In the above example LD, INC and JP are all opcodes, and are actual instructions that the processor carries out. The values following the opcodes are parameters for each code. In this case A is a register, 10 is a constant and Z is a label to jump to. Each of these opcodes is turned into a binary value that is the actual sequence of bits that the processor must see to carry out the command entered. Even though this has been made easier to read through the use of mnemonics, at first glance it is not entirely clear that this code loads the value 10 into register A, increments the value in A by 1 and then jumps to label Z if A is not zero. Programming in an assembly language requires a good understanding of the actual architecture of the processor, how memory is laid out, what functions it can perform and how to combine the rather primitive functions provided into more common functions such as if-then-else statements.

There are two basic ways that a program can be executed: continuously and event driven. The execution style is dictated by the programming language, and is almost always event driven.

In event driven code, nothing runs until there is a triggering event. This is often the user clicking a button, pressing a key, following a link on a web site, or it could be a machine generated event, such as data arrives on a port or a set amount of time has elapsed. In any case, once the triggering event happens, a portion of code is executed. In a calculator, for example, when the user presses the equals button, the corresponding portion of the program to add, subtract, multiply or divide is carried out.

Continuously executed programs run every line of code, from top to bottom, and then immediately begin executing at the top again. Every line of code has a distinct output that is updated on a more-or-less continuous basis, as long as the program and processor run sufficiently fast. The most basic type of this program is often referred to as “bit banging” and is often used in the programming of industrial equipment. It is called bit banging because these types of programs look at inputs from multiple single bit sources, often push buttons, position sensors or selector switches and based on the states of these inputs, turn on or off a single bit output. The code can often be broken down into several lines of if-then-else statements such as “if A or B are ON then turn ON C else turn OFF C.”

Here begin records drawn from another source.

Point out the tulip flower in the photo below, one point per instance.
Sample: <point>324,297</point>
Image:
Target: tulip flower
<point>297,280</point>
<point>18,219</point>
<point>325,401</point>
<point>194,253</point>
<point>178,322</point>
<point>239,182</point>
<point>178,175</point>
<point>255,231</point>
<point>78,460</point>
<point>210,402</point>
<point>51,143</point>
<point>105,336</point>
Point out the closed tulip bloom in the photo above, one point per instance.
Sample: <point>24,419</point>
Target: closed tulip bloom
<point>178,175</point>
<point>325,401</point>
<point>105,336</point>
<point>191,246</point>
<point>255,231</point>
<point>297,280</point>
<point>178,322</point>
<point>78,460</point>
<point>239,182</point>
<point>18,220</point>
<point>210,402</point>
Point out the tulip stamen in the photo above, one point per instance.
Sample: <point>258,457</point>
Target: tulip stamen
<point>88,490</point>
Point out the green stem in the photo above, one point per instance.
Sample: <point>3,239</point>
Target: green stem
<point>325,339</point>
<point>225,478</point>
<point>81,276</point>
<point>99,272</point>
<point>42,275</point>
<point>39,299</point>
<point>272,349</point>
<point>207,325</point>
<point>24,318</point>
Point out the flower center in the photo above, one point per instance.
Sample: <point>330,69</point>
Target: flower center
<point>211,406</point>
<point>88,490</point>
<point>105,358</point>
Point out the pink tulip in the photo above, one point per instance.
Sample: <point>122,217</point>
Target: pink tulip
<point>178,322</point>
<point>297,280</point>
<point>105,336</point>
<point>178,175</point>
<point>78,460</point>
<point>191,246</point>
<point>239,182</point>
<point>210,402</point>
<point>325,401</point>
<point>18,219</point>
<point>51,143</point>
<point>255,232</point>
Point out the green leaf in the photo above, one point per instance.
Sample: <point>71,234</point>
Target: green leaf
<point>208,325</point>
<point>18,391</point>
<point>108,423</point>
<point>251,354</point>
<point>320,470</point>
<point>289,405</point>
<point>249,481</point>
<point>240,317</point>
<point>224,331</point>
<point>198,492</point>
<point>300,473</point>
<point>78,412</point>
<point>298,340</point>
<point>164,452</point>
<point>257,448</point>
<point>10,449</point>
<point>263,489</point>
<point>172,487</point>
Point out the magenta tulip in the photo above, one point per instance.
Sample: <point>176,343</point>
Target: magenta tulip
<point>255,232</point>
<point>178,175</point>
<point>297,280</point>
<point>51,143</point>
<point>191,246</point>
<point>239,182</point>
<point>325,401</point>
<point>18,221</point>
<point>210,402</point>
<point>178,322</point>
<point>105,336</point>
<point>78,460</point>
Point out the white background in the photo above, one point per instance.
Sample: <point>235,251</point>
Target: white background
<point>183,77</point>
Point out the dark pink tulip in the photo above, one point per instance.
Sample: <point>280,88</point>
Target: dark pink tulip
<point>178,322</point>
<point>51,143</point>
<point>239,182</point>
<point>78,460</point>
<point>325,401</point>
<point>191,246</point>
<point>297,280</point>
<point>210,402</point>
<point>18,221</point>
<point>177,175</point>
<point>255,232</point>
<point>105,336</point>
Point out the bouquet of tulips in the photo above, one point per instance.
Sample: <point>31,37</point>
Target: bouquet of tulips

Interestingly, these two different styles of program execution, even though they are defined by the programming language, can be written in such a way that they behave as they other type of program. Consider the following lines of pseudo-code that are written in an event driven language:

Event (User Click)
While (1)
If A or B Then C Else D
If A and B Then E Else F
End While
End Event

The above program will execute continuously, even though the programming language is event driven. Strictly speaking, this code would “hang” the processor as it would be stuck in an infinite loop that only deals with inputs A and B. In reality, there is a supervisory program (an operating system in a computer, for example) that oversees everything that is going on and will pause the execution of this program and give processing time to other programs to keep everything running as expected.

Like the above example, a continuous execution program can be written to appear to execute as though it were event driven. Here is another pseudo-code example written in a continuous language.

If A then B
If B then C
If C then D

Even though all of these lines of code are executed over and over, the only way to get to D is to first trigger A, which triggers B and so on, in an event driven fashion.

One other interesting note, excluding the newer multi-core processor systems, any given processor can only execute one command at a time, and can only execute commands sequentially. The speed of a processor allows it to appear to handle multiple tasks at one.